By midday, D’Annunzio and his legionnaires–swollen to about two thousand men (and a few schoolboys)–have arrived in the city. Church bells welcome them. Not a shot is fired. Over the next days, the British and the French decide to withdraw. ‘There is nothing to show whether this is a revolution in the Italian army or an attempt to seize the town for Italy’, reads an urgent telegram to London. Allied forces do not want to be stuck in the middle when Rome sends troops to restore order–by force, if necessary–against apparently rebellious units of its own army, led by the rubber-faced poet-aviator.

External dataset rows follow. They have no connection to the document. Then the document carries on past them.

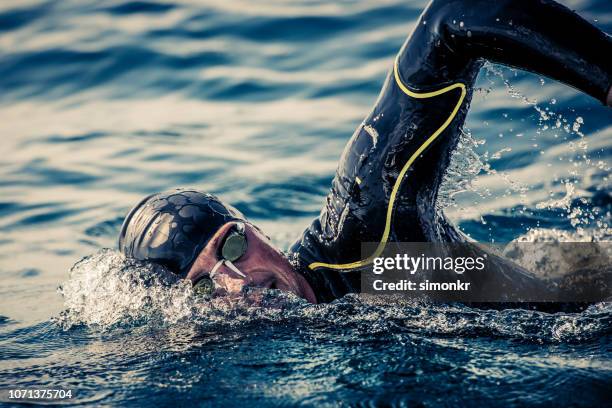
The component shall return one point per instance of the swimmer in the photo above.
(387, 181)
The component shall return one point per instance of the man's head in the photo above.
(198, 237)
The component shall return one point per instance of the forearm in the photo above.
(539, 36)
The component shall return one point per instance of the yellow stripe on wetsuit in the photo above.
(400, 177)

Mussolini writes an editorial in Il Popolo d’Italia applauding Gabriele’s work (and rather wishing, like with the attack on the Avanti offices earlier in the year, that it was his own). ‘It is the first act of revolt’ against the coalition of Versailles, he thunders. But D’Annunzio wants action, not just words. Why, he asks in an angry letter to Milan, have the Fasci not risen to support the cause of Fiume? Indeed, why are the premier and his government in Rome still in office at all? ‘I am astonished at you and the Italian people’, he tells Benito: ‘Any other country–even Lapland–would have overthrown that man, those men.’ While boasting about his own exploits–‘I have risked all, I have accomplished all, I have gained all’–Gabriele upbraids his factotum for his inaction. ‘Where are the combatants, the shock troops, the volunteers, the Futurists?’ he rants. ‘At least prick the belly which weighs you down, let some of the air out’. Mussolini publishes the letter in his newspaper with the unflattering bits taken out.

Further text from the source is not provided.